Prior to deploying Splunk, investigators had to look through numerous system logs to detect the source of malware or a phishing attack. The lack of holistic visibility hampered incident investigations and forced IT staff to wait hours for the results of individual queries.
In addition, IT staff also had to closely monitor physical security cameras that were saved to hard drives and subject to heavy wear and tear, potentially leading to crashes that could prevent them from being operational.
Fighting Phishing, Outages, Cyberbullying and More
To solve these challenges, Jeffco turned to Splunk Enterprise and Splunk Security Essentials, which gave the school district a big-picture view of its environment and allowed it to resolve its security issues fast while keeping its network running reliably.
"The Splunk software takes event log data from multiple sources — such as our PeopleSoft management system and our firewalls — and delivers a comprehensive dashboard view that we use for analytics and forensic troubleshooting," Paschke says. "IT staff can type in a user’s name and understand his or her activity on various systems. They can also track wireless connections, with anything unauthorized triggering a red alert."
With the Splunk platform, support center and service desk staff can now see and act quickly if a user clicks on a phishing link, steals credentials, or compromises an account. Paschke’s team can track and verify employee password resets to protect against direct deposit fraud. They can triangulate device location within two meters, and track Chromebook device IDs and students associated with them if they’ve made threats.
To prevent the district’s physical security monitoring devices from outages, the team now relies on Splunk Enterprise to monitor error codes and proactively alert staff, who can repair the hard drives before they crash to ensure uptime.
In addition, the Splunk platform also helps Jeffco address cyberbullying issues by allowing the team to track system usage, user and device access, as well as the times they were accessed. This capability, in turn, allows them to triage a post or threat that might be anonymous and track it down to a user or device. “The bullying often happens within an application that we don’t have control over,” Paschke says. "Splunk helps us make sure that activity isn’t anonymous on our network — that we have accountability if cyberbullying occurs.”

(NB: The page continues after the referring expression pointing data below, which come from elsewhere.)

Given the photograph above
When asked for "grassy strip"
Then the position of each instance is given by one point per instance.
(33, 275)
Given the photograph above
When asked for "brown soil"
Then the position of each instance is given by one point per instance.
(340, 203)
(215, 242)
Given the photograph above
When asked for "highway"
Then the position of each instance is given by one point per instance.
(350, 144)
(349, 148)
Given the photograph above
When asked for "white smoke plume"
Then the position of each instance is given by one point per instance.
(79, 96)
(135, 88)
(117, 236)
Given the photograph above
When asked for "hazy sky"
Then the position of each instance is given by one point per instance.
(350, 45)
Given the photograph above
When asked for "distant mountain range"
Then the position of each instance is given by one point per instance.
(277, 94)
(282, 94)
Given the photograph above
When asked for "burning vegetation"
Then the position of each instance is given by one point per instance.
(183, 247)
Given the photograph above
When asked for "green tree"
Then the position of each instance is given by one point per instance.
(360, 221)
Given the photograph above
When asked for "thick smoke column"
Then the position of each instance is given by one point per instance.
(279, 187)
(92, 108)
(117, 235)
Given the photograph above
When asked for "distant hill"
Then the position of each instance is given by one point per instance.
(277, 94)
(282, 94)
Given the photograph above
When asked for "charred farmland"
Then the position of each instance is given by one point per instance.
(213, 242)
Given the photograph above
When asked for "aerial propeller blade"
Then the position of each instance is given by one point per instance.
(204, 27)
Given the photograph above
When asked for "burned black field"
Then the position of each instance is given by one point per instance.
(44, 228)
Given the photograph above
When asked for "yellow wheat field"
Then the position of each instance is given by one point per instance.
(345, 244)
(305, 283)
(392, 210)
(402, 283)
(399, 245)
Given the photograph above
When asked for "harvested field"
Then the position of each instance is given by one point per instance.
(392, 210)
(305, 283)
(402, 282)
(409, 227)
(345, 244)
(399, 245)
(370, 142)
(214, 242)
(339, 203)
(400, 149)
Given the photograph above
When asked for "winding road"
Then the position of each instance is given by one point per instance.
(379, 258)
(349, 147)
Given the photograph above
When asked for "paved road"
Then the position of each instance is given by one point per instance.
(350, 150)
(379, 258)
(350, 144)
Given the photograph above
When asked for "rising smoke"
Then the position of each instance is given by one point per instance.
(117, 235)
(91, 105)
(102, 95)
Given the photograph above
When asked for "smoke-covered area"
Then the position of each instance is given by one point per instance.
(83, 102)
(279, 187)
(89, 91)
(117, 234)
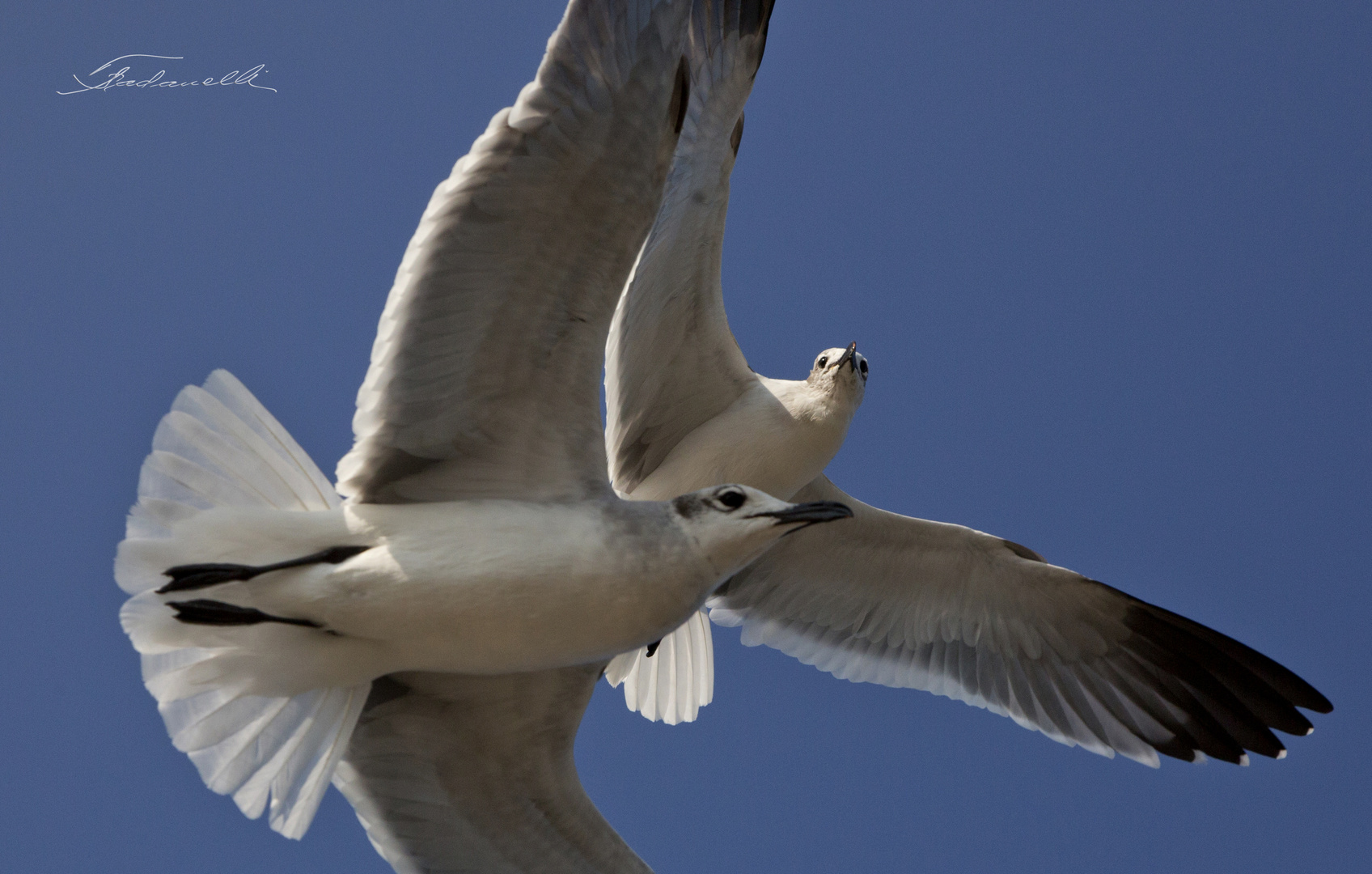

With Splunk, Jeffco has already slashed mean time to resolution (MTTR) and aims to further reduce it to half an hour or less. The district also plans to increase security and logging around student grades & SIS data, as well as implement scripting and custom aids to automate processes, support field troubleshooting and guide escalations.
Down the road, Jeffco is also hoping to use Splunk software for proactive alert monitoring, as well as to improve IT system performance — particularly on test days — through predictive analytics.